Multiple sclerosis: comparison of copolymer-1- reactive T cell lines from treated and untreated subjects reveals cytokine shift from T helper 1 to T helper 2 cells - PubMed (original) (raw)

Comparative Study

Multiple sclerosis: comparison of copolymer-1- reactive T cell lines from treated and untreated subjects reveals cytokine shift from T helper 1 to T helper 2 cells

O Neuhaus et al. Proc Natl Acad Sci U S A. 2000.

Abstract

Copolymer 1 (COP), a standardized mixture of synthetic polypeptides consisting of l-glutamic acid, l-lysine, l-alanine, and l-tyrosine, has beneficial effects in multiple sclerosis and experimental autoimmune encephalomyelitis. We selected a panel of 721 COP-reactive T cell lines (TCL) from the blood of COP-treated and untreated multiple sclerosis patients and from healthy donors by using the split-well cloning technique. All TCL selected with COP proliferated in response to COP but not to myelin basic protein (MBP). Conversely, 31 control TCL selected with MBP proliferated in response to MBP but not to COP. We used intracellular double-immunofluorescence flow cytometry for quantitative analysis of cytokine production (IL-4, IFN-gamma) by the TCL. The majority of the COP-reactive TCL from untreated multiple sclerosis patients and normal donors predominantly produced IFN-gamma and, accordingly, were classified as T helper 1 cells (TH1). In contrast, the majority of the COP-reactive TCL from COP-treated patients predominantly (but not exclusively) produced IL-4-i.e., were TH2 (P < 0.05 as assessed by using a suitable preference intensity index).
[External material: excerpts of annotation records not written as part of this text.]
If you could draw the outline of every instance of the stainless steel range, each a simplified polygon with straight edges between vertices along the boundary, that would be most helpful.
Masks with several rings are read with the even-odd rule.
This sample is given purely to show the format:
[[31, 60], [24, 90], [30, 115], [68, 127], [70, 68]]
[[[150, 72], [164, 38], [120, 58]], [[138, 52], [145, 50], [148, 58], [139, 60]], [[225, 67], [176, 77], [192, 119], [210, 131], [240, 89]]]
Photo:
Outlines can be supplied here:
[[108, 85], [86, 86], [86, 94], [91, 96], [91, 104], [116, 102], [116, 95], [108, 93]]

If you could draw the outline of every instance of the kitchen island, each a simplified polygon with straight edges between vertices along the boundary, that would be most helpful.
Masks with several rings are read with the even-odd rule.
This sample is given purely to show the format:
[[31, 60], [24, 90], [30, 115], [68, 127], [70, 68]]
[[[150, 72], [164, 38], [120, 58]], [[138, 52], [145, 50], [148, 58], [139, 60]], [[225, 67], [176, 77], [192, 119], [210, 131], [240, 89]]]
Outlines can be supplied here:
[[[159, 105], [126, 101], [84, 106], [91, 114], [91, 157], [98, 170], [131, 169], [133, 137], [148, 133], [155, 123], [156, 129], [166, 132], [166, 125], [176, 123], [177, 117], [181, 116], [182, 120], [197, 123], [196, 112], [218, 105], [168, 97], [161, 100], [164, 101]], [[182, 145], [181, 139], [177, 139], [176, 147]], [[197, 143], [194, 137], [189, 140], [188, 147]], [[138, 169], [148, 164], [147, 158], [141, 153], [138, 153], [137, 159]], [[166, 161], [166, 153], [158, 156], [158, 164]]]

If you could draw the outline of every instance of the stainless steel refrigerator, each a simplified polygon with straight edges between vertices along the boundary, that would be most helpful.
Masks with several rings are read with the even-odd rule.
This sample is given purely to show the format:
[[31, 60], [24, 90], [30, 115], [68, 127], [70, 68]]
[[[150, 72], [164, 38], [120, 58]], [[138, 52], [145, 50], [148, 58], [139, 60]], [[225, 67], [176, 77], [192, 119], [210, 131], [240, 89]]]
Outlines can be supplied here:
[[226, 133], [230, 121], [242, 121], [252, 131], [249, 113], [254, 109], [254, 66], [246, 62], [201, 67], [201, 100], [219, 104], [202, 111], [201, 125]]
Longitudinal analyses revealed that the cytokine profile of COP-reactive TCL tends to shift from TH1 to TH2 during treatment. Interestingly, although there was no proliferative cross-reaction, about 10% of the COP-reactive TCL responded to MBP by secretion of small amounts of IL-4 or IFN-gamma, depending on the cytokine profile of the TCL. These results are consistent with a protective effect of COP-reactive TH2 cells. It is hypothesized that these cells are activated by COP in the periphery, migrate into the central nervous system, and produce immunomodulatory cytokines after local recognition of MBP.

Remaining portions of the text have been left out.